* Oil Search hopes Exxon, PNG talks resume in weeks - CEO
* Oil Search annual profit falls 8%, misses forecasts
* Sees coronavirus impact on LNG demand as temporary (Recasts with Oil Search CEO comments)
MELBOURNE, Feb 25 (Reuters) - Oil Search Ltd OSH.AX is pressing to revive talks between Exxon Mobil Corp (NYSE:XOM) XOM.N and the Papua New Guinea government over a $13 billion plan to double the country's natural gas exports, the company's new boss said on Tuesday.
Oil Search's new Chief Executive Officer Keiran Wulff said he hoped negotiations could resume "within weeks" between its partner Exxon and the state.
The government ditched talks in January with Exxon on terms for developing the P'nyang gas field to feed an expansion of Exxon's PNG liquefied natural gas (LNG) plant, amid a push to reap more benefits from resources projects for the impoverished South Pacific nation. Search's veteran boss Peter Botten, who just retired as CEO but is still working for the company, is sounding out the government this week on what it would need to resume talks, Wulff said.
"We would hope to see some sort of formal negotiations recommence between Exxon and the state negotiating team within a reasonable period of time," Wulff told Reuters in an interview after the company released earnings earlier on Tuesday.
"We're hopeful that it's weeks. We don't think it'll be months," he said.
Oil Search reported an 8% fall in annual net profit to $312.4 million, hit by weaker oil and LNG prices, missing analysts' forecasts of around $339 million, according to Refinitiv IBES estimates.

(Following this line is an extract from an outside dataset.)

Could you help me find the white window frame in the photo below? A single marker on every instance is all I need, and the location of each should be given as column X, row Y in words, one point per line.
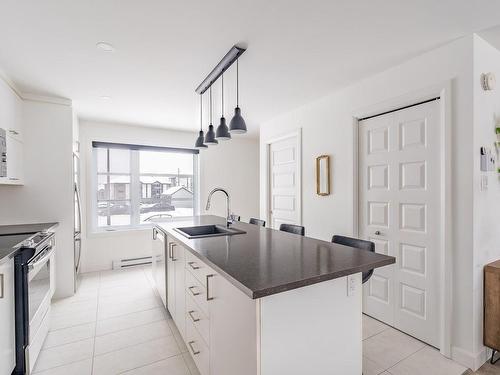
column 135, row 193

Oil Search's growth prospects are largely tied to a combined plan to develop P'nyang and Papua LNG, led by France's Total SA TOTF.PA , to feed three new processing units, called trains, at Exxon's PNG LNG plant.

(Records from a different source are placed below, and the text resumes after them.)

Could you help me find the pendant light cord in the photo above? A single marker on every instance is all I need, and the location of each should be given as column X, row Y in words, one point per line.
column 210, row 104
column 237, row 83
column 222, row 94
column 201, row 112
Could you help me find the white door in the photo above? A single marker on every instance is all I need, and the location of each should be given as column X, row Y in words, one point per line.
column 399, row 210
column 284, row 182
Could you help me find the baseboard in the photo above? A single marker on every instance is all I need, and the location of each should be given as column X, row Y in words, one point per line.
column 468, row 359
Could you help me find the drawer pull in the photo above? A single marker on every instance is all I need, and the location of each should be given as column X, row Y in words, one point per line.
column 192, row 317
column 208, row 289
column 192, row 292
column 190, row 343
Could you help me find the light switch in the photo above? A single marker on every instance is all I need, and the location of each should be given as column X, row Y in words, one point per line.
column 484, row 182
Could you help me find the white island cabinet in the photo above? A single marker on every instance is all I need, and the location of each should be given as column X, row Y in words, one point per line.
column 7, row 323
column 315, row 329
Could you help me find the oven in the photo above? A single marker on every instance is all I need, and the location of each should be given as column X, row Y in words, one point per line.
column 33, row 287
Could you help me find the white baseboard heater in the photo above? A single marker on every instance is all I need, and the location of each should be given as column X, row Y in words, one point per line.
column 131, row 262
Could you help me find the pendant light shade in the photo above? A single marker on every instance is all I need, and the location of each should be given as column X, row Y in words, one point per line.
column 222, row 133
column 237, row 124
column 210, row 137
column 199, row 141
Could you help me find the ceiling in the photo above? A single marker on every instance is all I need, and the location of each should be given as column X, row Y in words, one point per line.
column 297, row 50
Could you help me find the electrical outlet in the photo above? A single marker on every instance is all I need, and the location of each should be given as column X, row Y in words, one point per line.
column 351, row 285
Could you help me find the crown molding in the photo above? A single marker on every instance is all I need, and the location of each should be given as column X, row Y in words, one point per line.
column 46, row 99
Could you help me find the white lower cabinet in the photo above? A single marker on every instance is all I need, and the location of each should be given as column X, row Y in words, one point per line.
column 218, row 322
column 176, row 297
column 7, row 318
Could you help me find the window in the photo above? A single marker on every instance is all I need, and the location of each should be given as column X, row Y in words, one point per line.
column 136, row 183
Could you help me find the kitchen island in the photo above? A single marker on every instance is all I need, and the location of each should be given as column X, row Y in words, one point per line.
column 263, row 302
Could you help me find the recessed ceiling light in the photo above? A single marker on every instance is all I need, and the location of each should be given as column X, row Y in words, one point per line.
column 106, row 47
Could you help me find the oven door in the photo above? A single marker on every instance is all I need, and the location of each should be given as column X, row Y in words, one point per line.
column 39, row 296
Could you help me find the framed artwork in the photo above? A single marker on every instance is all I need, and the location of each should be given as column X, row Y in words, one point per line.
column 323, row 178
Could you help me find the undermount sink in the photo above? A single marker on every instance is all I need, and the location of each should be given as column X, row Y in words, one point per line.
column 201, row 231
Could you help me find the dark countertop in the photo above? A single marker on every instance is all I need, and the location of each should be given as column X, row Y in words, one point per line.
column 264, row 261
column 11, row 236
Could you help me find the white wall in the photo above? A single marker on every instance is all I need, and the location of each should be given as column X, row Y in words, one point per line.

All the partners want a three-train development, Oil Search said, as sharing infrastructure would be the most efficient way to develop P'nyang and Papua LNG.
"For us we're strongly behind the operator to pursue a three-train development, which is as much in the joint venture's interest as it is in the state's," Wulff said.

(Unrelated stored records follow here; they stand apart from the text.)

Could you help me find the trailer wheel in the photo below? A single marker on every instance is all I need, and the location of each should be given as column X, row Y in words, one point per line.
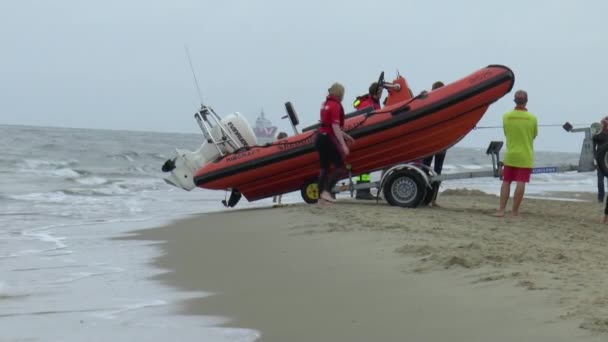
column 310, row 192
column 431, row 194
column 602, row 159
column 404, row 188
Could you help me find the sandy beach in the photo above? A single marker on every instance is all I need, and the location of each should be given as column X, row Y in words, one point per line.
column 361, row 271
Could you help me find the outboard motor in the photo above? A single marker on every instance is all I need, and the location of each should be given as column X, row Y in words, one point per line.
column 222, row 137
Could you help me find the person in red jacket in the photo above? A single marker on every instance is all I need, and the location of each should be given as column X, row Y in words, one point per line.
column 371, row 99
column 331, row 141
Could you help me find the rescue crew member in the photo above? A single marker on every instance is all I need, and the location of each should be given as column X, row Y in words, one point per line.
column 331, row 142
column 371, row 99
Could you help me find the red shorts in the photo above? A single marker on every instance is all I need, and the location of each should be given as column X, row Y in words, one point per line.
column 516, row 174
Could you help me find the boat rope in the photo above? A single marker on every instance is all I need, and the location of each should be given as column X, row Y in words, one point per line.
column 542, row 125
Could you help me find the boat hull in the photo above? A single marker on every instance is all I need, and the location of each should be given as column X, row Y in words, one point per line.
column 397, row 133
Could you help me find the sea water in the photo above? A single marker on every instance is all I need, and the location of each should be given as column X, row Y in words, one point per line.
column 65, row 192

He said they would only consider a two-train development without P'nyang "after all options were exhausted".
Exxon Mobil had no immediate comment, but Chief Executive Darren Woods said earlier this month the company hoped to revive talks on P'nyang to get to a "win-win proposition". coronavirus has dampened demand for LNG from China, but Oil Search said it expected that only to be a short term issue.
"We are confident in our ability to secure LNG offtake agreements once we resume discussions with potential Asian buyers, due to the attractiveness of LNG from PNG," Botten said in a statement.
If an agreement is reached on P'nyang and early engineering work on a three-train development begins in 2020, Oil Search expects its capital spending this year will be in the range of $710 million to $845 million.